Cette condamnation intervient après une procédure engagée par Nicolas Tellier, un militant du RN licencié en juin 2024, peu avant la dissolution de l'Assemblée nationale. Selon les éléments du dossier, M. Tellier avait été embauché à temps partiel en août 2022 pour assurer des missions variées, dont celle de chauffeur et d'accompagnateur du député.
Un licenciement contesté et des indemnités record
Le licenciement de M. Tellier, survenu en pleine crise politique, avait été perçu comme une mesure opportuniste par certains observateurs.

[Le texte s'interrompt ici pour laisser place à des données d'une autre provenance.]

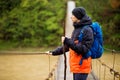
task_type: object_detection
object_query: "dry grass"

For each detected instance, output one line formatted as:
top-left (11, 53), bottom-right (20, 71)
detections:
top-left (93, 53), bottom-right (120, 80)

Pourquoi licencier un salarié au moment où l'Assemblée nationale est dissoute ? La question reste en suspens, mais la justice a tranché en faveur de l'ancien assistant, reconnaissant des manquements graves dans la gestion de son contrat.
Les 134 859 euros de dommages et intérêts accordés par les prud'hommes incluent des indemnités pour licenciement abusif, non-respect des clauses contractuelles et préjudice moral. Une somme qui pourrait alourdir les finances déjà fragiles du RN, un parti souvent critiqué pour son manque de transparence financière.
Un contexte politique tendu
Cette affaire survient dans un climat politique marqué par la crise des vocations politiques, notamment à droite. Alors que le gouvernement Lecornu II tente de stabiliser les institutions, les scandales internes au RN risquent de miner la crédibilité d'un parti en quête de respectabilité.
Par ailleurs, cette condamnation pourrait avoir des répercussions sur la stratégie des partis pour 2027, alors que le RN cherche à se positionner comme une alternative crédible face à la majorité présidentielle. Des questions persistent sur la capacité du parti à gérer ses ressources humaines et à respecter les droits des salariés.
Un militant emblématique du RN
Nicolas Tellier, cousin du député Franck Allisio, candidat à la mairie de Marseille, est une figure connue dans le département. Son licenciement et la condamnation qui s'ensuit soulèvent des interrogations sur les pratiques internes du RN, souvent accusé de favoritisme et de gestion opaque.
Pour l'heure, ni le député Taché ni le RN n'ont réagi officiellement à cette décision. Mais l'affaire pourrait bien alimenter les débats sur la crise de la démocratie locale, alors que les Bouches-du-Rhône sont un terrain politique particulièrement disputé.
Dans un contexte où la gauche tente de se reconstruire et où la majorité présidentielle cherche à consolider son assise, cette condamnation rappelle que les dérives de l'extrême droite ne sont pas qu'un sujet de campagne, mais bien une réalité judiciaire.